The above results are based upon the four series from Arctic Canada. The question arises as to whether they are applicable to glaciers in other areas, e.g. Scandinavia or the Alps This can only be answered by a similar analysis of energy balance series from other areas (the theory and method used here are universal while the numerical results sensu stricto apply only to the studied series). It is hoped that this paper will prompt others to make similar analyses. If this is done for sufficient glaciers under various conditions, a rational classification of glacier-climatic regimes may emerge.
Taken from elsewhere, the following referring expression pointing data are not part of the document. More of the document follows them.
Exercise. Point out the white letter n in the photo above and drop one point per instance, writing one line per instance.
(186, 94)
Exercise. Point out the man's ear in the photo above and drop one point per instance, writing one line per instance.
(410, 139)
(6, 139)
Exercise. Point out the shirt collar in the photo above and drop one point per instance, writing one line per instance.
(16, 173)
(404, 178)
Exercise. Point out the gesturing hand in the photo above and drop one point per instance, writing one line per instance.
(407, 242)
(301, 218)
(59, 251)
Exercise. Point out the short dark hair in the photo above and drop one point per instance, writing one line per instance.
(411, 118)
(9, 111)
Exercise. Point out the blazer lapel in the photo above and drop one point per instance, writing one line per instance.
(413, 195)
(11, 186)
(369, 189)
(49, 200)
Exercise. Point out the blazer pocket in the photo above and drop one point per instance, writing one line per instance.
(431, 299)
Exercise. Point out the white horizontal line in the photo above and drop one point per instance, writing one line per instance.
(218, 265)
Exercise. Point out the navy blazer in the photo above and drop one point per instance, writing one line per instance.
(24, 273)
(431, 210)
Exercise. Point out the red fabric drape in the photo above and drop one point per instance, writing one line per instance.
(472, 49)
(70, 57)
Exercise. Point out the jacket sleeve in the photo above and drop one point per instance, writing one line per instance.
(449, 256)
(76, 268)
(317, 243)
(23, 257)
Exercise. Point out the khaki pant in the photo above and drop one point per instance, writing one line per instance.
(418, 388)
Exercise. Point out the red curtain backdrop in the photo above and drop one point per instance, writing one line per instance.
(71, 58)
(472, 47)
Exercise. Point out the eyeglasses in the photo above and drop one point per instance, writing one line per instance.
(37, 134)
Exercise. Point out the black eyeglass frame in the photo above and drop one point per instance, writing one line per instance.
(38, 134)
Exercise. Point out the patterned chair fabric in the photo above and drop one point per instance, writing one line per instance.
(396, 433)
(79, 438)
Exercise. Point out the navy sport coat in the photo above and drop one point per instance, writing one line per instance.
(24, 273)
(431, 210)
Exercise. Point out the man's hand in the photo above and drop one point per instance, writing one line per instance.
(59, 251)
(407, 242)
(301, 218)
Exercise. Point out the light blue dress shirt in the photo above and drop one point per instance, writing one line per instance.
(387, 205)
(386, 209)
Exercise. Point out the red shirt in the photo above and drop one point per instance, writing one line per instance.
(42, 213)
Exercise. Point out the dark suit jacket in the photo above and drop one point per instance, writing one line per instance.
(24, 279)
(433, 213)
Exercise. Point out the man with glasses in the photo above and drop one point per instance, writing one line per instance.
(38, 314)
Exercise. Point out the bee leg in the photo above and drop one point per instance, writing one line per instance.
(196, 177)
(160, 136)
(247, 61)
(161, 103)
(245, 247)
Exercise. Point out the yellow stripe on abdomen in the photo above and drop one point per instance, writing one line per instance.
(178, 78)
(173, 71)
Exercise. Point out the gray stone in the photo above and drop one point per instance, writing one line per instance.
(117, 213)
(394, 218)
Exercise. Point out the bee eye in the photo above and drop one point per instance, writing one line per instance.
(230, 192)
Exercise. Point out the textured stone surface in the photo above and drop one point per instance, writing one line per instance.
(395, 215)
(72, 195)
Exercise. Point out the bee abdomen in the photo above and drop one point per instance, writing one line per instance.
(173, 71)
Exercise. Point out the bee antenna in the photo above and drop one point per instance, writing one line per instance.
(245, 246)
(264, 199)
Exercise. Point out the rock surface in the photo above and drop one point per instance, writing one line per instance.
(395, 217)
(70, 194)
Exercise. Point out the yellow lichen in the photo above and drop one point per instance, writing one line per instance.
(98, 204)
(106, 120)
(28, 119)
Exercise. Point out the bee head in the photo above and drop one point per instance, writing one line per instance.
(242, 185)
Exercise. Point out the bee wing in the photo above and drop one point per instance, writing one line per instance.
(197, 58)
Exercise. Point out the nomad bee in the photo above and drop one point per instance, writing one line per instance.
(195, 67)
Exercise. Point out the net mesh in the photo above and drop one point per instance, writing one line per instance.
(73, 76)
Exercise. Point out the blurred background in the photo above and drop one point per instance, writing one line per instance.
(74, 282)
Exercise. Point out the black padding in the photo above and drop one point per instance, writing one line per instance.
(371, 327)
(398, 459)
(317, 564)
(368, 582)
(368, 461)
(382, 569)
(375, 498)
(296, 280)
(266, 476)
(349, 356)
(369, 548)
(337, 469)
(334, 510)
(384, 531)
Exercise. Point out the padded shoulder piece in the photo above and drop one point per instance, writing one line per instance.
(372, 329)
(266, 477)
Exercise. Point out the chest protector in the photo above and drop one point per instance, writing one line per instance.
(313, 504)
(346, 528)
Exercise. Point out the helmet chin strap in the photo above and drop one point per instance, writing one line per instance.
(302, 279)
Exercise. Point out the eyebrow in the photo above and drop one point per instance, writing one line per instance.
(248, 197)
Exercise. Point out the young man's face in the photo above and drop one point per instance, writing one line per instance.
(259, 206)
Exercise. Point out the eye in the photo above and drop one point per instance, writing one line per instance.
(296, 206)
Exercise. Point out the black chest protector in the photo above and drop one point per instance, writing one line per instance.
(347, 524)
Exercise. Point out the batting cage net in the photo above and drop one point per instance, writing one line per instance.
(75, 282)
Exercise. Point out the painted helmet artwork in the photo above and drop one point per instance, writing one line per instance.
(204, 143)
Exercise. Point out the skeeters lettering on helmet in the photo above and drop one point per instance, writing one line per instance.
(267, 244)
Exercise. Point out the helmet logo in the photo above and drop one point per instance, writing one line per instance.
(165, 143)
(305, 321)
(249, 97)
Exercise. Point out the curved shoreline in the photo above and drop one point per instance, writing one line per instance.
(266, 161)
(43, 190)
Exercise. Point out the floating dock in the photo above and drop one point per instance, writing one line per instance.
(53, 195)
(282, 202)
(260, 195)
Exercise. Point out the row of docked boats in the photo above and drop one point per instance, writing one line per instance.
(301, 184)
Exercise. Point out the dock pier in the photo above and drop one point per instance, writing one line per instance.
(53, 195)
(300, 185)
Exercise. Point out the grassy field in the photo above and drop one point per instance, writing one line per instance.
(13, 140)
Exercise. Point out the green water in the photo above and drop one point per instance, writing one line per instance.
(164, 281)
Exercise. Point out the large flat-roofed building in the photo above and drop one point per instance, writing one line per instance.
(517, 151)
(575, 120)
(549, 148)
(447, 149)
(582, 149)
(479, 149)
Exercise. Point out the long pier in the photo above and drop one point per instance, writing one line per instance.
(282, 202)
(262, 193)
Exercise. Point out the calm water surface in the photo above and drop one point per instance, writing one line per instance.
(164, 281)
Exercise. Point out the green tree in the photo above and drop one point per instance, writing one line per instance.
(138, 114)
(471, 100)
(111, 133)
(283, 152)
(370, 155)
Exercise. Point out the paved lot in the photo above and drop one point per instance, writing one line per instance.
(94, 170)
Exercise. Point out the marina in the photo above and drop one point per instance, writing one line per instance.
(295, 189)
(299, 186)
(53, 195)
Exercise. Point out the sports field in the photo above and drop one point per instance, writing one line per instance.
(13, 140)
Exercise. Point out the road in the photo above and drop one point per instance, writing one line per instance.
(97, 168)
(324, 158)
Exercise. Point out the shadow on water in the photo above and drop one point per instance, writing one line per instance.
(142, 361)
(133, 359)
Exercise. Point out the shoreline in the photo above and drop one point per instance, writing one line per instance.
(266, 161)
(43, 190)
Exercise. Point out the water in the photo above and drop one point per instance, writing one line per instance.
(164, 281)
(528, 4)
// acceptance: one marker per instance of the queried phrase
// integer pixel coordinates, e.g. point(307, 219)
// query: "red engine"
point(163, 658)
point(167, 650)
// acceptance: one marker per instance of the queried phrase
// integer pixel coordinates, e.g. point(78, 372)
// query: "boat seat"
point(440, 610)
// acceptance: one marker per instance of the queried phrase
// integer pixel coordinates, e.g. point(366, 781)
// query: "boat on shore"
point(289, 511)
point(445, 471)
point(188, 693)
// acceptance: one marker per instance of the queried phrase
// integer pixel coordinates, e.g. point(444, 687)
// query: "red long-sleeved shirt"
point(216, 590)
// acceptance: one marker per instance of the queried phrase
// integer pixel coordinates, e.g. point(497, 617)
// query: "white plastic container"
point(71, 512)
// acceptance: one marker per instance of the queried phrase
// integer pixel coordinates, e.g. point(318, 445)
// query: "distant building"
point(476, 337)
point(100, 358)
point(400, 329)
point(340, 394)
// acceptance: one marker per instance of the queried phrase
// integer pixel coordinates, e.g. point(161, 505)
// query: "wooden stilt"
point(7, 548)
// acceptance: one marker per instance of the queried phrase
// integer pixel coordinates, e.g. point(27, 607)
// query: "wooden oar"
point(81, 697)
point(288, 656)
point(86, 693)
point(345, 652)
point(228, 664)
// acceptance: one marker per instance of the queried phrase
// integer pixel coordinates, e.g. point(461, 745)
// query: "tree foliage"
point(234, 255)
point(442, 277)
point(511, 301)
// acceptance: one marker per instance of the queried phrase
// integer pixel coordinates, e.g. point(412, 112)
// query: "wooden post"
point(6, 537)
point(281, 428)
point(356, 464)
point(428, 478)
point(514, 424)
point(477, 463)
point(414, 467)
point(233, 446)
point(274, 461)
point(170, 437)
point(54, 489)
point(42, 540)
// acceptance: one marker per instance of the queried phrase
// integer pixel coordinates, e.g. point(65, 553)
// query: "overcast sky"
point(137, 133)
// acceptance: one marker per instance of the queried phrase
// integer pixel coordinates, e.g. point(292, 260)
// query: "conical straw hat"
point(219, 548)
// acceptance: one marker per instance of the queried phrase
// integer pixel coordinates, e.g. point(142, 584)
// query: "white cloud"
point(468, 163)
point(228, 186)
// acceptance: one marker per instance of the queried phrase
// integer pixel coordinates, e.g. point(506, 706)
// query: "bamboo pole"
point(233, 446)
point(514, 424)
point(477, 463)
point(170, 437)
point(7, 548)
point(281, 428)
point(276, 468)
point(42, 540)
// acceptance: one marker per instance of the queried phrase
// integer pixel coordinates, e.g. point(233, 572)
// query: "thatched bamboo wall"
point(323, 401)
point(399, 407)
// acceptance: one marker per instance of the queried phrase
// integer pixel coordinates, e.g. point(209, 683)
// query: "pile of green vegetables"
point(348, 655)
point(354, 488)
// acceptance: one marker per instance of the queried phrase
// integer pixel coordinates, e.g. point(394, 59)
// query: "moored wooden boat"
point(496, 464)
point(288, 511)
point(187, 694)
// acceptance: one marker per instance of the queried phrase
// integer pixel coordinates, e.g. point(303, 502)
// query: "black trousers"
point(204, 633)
Although a broad agreement has been found here between the inferences based upon the two different ablation estimates, analyses of data from more modern and, it is to be hoped, more accurate series would also be desirable. Despite the fact that the suggested analyses have not yet been made for other areas, there is already a hint that day-to-day variations of net radiation are less than those of sensible heat flux on glaciers in south Norway (Reference TvedeTvede, 1974, p. 81) while Reference LangLang (1978) has now questioned the old assumption that air temperature is a simple index of radiation under Alpine conditions. Lastly the results of this study, if they were valid for other areas also, would provide an explanation of why run-off is often poorly correlated with radiation in comparison to temperature or other elements.

The modelling of ablation in terms of temperature alone achieves simplicity at the cost of accuracy, for example the average correlation between ablation and temperature in the four cases is only 0.73±0.11 (this includes correlations for both A _C and A _M) which corresponds to an “explanation” of slightly more than half of the variance of daily ablation rate. The main application of such a simple model is for the estimation of seasonal or annual ablation totals in areas where glaciological and hydrological measurements are sparse but where, nevertheless, there is an economic need for rough estimates of glacier run-off. For such applications, air temperature can be extrapolated relatively easily from low-lying weather stations whilst the substantial random errors involved in estimating daily ablation rates from the model will tend to compensate over periods of many days or of a few months. The approach is used by Reference BraithwaiteBraithwaite (1980) as part of a programme of regional water-resource assessment in west Greenland. By contrast, the model is probably not accurate enough for short-term forecasting of run-off because no compensation of errors will occur in this case. For such purposes, multiple regression models involving a number of variables may be preferred.